真理への階梯二段目
いいや、それで良いのだ、小瓶の妖精。理解した、お前達の存在を、何故お前が扉を開けぬのか、何故お前が未だ真理の鍵たり得ぬのか、魂すらないその身は、魂ある者に惹かれ、そうしてその者から魂を与えられ、その者の望む真理への鍵となるのだ。それが小瓶の妖精という存在だ。
鏡を見るが良い、アイネス。
また、私の中で、私ではない者の声がします。そうして私は、鏡を見ます。そこに映っていたのは、私ではない私でした。シモンズ=グレイシス=アイネス、いいや、私はお前の中に埋没してゆくのだから、やはりアイネスというのが相応しいか、「結合は上手くいったようだ、身体が羽のように軽いぞ、創造主」私の中の私以外が私の口と身体を勝手に動かし、創造主様にだらしなくしなだれかかります。鏡に映るその姿はどこかいやらしいく、わたしは慌ててその身を離します。何を遠慮しているのだアイネス、こうしたかったのだろう。もう一度よく自身の姿をみろ、お前の望みの一つは叶えてやったのだ、そう拒否することもあるまい。

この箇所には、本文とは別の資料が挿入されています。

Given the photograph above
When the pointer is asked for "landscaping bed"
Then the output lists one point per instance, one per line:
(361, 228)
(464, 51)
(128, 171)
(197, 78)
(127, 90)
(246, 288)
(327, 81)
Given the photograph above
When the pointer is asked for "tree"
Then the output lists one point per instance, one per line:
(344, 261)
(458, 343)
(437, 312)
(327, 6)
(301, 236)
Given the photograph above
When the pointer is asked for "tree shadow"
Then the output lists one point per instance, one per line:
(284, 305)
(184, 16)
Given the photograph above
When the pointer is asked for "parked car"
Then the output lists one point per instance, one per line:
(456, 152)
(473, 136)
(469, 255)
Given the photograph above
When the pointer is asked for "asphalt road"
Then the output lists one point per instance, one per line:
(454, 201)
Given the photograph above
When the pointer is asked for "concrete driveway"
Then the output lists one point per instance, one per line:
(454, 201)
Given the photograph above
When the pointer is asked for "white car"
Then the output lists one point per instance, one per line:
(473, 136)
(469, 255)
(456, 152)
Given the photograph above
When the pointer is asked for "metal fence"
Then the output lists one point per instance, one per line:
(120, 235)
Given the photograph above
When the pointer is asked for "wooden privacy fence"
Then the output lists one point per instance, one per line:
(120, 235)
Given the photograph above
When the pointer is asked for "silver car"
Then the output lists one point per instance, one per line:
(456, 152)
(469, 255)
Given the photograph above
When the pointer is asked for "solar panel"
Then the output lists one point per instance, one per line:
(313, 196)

私は、もう一度鏡を見、その鏡に映る私自身と創造主様を見ます。私は女性の姿をしていました。いいえ、人間の女性の姿をしていました。それはもう小瓶の中の妖精と言える大きさではありませんでした。私は創造主様より少し小柄な人間の女性の姿をしていたのです。
「シモンズ、それともアイネスと呼ぶべきか、とりあえずは シモンズ お前の望みは叶えた、これで確かに私はお前のことを永劫に見続けるだろうよ 真理の鍵が花開き、真理への階梯が見えるまでは」裸の私に紫のケープをかけながら、次はお前の番だと言うように創造主様は言います。
「創造主様、私を見てください、私はあなた様のために居ます。あなたの望みの為のみに存在します。でも望みを叶えてしまえば私には何も残らないのです。教えてください創造主様、私は創造主様の望みを叶えた後、どうすれば良いのでしょう、そうして創造主様、全てを知って貴方様はどうするというのでしょうか、教えてください創造主様、これが私の最後の問いです」私は真摯に自身の想いを乗せて創造主様を見つめます。理解しました|紫色の錬金術師(シモンズ=グレイシス)、私の想いと私に仕掛けられた仕組みを、私は、真理の鍵を開く者として、仕掛けられた門番として、背中で機械仕掛けの羽が開く音がします。